Se dice análisis, pero en la discursiva perorata del final de un encuentro, es imprescindible revisar el micrométrico pliegue del cachete del Chupete Suazo para poder así comprender su gol y con ello las misteriosas asociaciones que hicieron que la pelota entrara por debajo de tres postes.

Ya conoces el resultado y el de todos los equipos, ligas, jornadas y dimensiones de existencia. No obstante, hay que ver la repetición de la repetición (de la repetición) en el resumen nocturno: no vaya a ser que haya cambiado algo. O por lo menos sirve para reificar el día, porque no siempre se gana, y ver varias veces la hazaña de tus muchachos hará las veces de pensar que ganaron (sí: tú y ellos, la 'institución' y los revendedores, las televisoras y las panzas cheleras, el Pueblo de México y sus patronos emergentes, un partido de futbol y con ello la gloria... Así sea momentánea.

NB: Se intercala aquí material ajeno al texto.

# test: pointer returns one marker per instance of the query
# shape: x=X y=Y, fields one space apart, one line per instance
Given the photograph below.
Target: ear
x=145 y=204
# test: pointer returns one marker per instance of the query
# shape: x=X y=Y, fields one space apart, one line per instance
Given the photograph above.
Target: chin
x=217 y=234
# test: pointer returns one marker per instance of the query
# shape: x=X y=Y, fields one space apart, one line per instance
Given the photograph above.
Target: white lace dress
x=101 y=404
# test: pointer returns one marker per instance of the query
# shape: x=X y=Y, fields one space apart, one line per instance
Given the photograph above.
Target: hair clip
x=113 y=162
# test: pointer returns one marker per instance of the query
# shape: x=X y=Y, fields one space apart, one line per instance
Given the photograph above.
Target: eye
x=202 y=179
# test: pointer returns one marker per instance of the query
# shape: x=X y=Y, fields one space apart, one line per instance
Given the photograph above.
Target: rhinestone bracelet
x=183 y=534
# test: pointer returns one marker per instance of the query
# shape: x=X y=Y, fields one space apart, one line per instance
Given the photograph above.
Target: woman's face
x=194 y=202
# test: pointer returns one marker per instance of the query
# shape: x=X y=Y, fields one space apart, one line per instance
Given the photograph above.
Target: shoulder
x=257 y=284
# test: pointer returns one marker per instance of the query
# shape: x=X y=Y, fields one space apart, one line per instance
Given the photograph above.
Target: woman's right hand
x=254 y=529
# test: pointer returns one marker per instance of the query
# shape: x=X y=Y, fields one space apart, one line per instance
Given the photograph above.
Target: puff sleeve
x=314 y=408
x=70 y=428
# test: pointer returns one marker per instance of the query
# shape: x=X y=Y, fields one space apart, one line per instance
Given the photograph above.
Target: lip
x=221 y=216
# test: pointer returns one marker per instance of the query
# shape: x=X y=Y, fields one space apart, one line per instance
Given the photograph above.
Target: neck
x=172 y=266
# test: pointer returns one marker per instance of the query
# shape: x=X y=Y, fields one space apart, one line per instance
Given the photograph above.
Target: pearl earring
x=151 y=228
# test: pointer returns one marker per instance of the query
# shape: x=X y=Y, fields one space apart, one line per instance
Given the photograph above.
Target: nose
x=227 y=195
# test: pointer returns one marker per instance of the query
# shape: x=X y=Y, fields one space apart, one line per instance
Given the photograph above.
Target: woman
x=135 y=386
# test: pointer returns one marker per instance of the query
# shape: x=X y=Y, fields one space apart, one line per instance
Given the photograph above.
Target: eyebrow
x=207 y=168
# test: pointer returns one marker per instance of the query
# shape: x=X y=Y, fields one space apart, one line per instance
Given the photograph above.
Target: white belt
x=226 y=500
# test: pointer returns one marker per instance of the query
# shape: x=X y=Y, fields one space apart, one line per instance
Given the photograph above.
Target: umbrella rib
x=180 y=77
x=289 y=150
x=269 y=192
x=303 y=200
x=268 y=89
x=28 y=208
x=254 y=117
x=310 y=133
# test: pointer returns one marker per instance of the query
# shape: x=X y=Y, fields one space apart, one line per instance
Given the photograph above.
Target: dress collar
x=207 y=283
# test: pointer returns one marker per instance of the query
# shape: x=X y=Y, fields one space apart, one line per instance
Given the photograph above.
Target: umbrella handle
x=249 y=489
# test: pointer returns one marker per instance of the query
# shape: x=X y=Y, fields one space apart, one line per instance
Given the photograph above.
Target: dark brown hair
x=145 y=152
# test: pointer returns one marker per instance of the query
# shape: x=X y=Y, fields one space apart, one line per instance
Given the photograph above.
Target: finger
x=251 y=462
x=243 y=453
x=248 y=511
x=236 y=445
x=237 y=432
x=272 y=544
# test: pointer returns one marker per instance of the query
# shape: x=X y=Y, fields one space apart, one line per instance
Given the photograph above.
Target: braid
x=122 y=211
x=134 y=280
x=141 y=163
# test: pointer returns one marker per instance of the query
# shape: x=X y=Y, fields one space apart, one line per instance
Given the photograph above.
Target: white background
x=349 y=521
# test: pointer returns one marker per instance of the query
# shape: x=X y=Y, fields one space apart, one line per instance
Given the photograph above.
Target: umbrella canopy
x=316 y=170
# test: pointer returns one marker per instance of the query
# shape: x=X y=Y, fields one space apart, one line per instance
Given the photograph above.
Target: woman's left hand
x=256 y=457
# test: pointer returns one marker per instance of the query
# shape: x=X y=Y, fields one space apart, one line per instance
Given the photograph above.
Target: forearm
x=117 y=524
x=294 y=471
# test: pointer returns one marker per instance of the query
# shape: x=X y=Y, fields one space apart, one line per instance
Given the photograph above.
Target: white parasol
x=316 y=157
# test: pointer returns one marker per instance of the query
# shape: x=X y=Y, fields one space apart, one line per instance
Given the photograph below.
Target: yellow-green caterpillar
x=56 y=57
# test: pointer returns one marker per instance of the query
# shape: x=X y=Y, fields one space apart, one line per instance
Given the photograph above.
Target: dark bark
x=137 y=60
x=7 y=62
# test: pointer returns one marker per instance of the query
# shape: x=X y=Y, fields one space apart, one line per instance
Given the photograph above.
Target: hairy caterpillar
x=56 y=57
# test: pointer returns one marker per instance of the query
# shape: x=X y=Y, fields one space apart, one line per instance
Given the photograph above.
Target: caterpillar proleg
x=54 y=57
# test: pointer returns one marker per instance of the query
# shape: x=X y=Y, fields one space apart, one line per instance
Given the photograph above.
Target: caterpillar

Ver el futbol en modo Phantom, con camisa del equipo en uno mismo, con pleno onanismo por lo que sea que rodee el contexto y con su respectivo Niño Dios encamisado sólo puede merecer un locutor de TV Azteca para completar el cuadro. Es absurdo el fondo: ¿de verdad requerimos un blandengue con acento semiespañol que se siente Vargas Llosa y sólo irrita los nervios propios y ajenos? ¿Se requiere que esa voz traduzca lo que tus ojos están viendo? ¿Es imperioso conocer el sabor de pizza favorito de Oswaldo Sánchez para sentirte fan?

El futbol es extraño. Tanto, que permite ver cómo afloran las emociones más básicas del hombre en competencia, cuando en su forma más básica, no es otra cosa que patear un esférico.